RECURSO ELEITORAL. AÇÃO DE INVESTIGAÇÃO JUDICIAL ELEITORAL. CANDIDATOS AO CARGO DE PREFEITO E DE VICE-PREFEITO. ELEITOS. EX-PREFEITO DE ANALÂNDIA. ALEGAÇÕES: EX-PREFEITO QUE TERIA FAVORECIDO CANDIDATOS ALIADOS. ABUSO DE PODER POLÍTICO POR MEIO DA INSTALAÇÃO DE BARREIRAS DE TERRA E DE BARREIRAS SANITÁRIAS NA ENTRADA PRINCIPAL E NAS ENTRADAS SECUNDÁRIAS DA CIDADE. ELEITORES QUE TERIAM SIDO COAGIDOS A NÃO VOTAR. SENTENÇA DE IMPROCEDÊNCIA. RECURSO. MÉRITO. PROVA TESTEMUNHAL E DOCUMENTAL QUE INDICAM EXCESSOS DECORRENTES DE INJUSTIFICADAS COLOCAÇÕES DE BARREIRAS NA ENTRADA PRINCIPAL DA CIDADE (JUSTIFICADAS PELOS GESTORES COMO FORMA DE CONTENÇÃO DA PANDEMIA DECORRENTE DA COVID-19), MAS LIMITADOS EM DURAÇÃO E ALCANCE. IMPOSSIBILIDADE DE QUE TENHAM INFLUENCIADO OU ALTERADO O RESULTADO DO PLEITO, DADA A DIFERENÇA DE VOTOS ATRIBUÍDOS A CADA UMA DAS CHAPAS AO CARGO MAJORITÁRIO. ABUSO DE PODER POLÍTICO NÃO CONFIGURADO. RECURSO DESPROVIDO E INDEFERIDO O PEDIDO DE CONDENAÇÃO DOS RECORRENTES COMO LITIGANTES DE MÁ-FÉ. COM DETERMINAÇÃO.

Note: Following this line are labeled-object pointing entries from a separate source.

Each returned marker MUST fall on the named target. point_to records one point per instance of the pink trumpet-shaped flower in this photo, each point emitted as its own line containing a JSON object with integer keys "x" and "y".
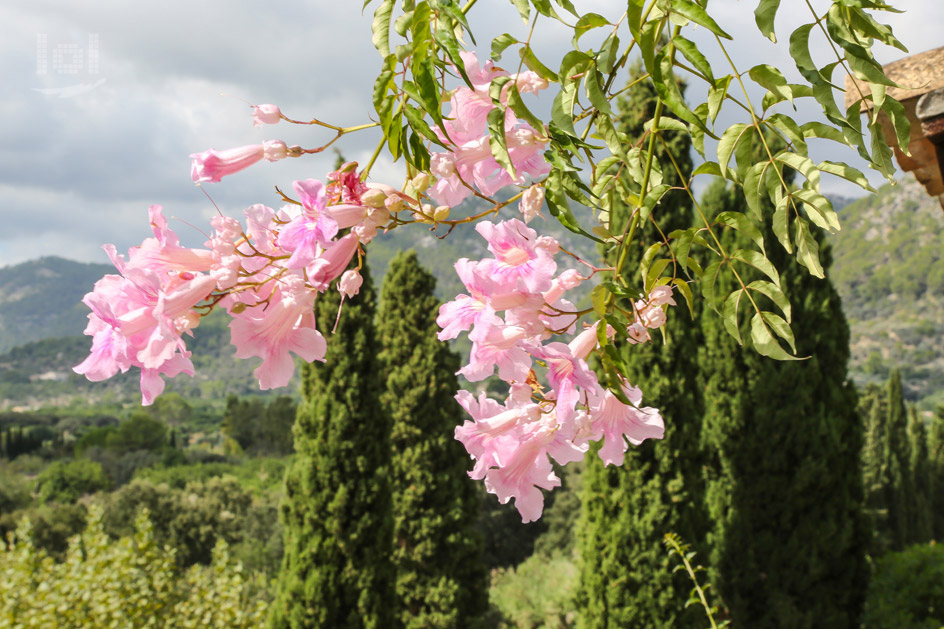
{"x": 286, "y": 326}
{"x": 332, "y": 262}
{"x": 211, "y": 166}
{"x": 616, "y": 423}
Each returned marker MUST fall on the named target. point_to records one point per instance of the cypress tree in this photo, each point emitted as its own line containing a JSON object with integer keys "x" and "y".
{"x": 898, "y": 487}
{"x": 873, "y": 409}
{"x": 626, "y": 577}
{"x": 440, "y": 581}
{"x": 921, "y": 524}
{"x": 936, "y": 465}
{"x": 783, "y": 480}
{"x": 336, "y": 571}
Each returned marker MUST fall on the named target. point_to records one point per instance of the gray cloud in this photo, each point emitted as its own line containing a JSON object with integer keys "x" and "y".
{"x": 76, "y": 172}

Por pertinente, reproduzo o teor do voto condutor na Corte Regional Eleitoral (ID 157433020):

Consta da inicial que o Município de Analândia, segundo o Censo de 2010, teria uma população estimada em 5.056 (cinco mil e cinquenta e seis) habitantes, dos quais cerca de 1.061 (mil e sessenta e um) residiriam na zona rural, afastados do centro urbano.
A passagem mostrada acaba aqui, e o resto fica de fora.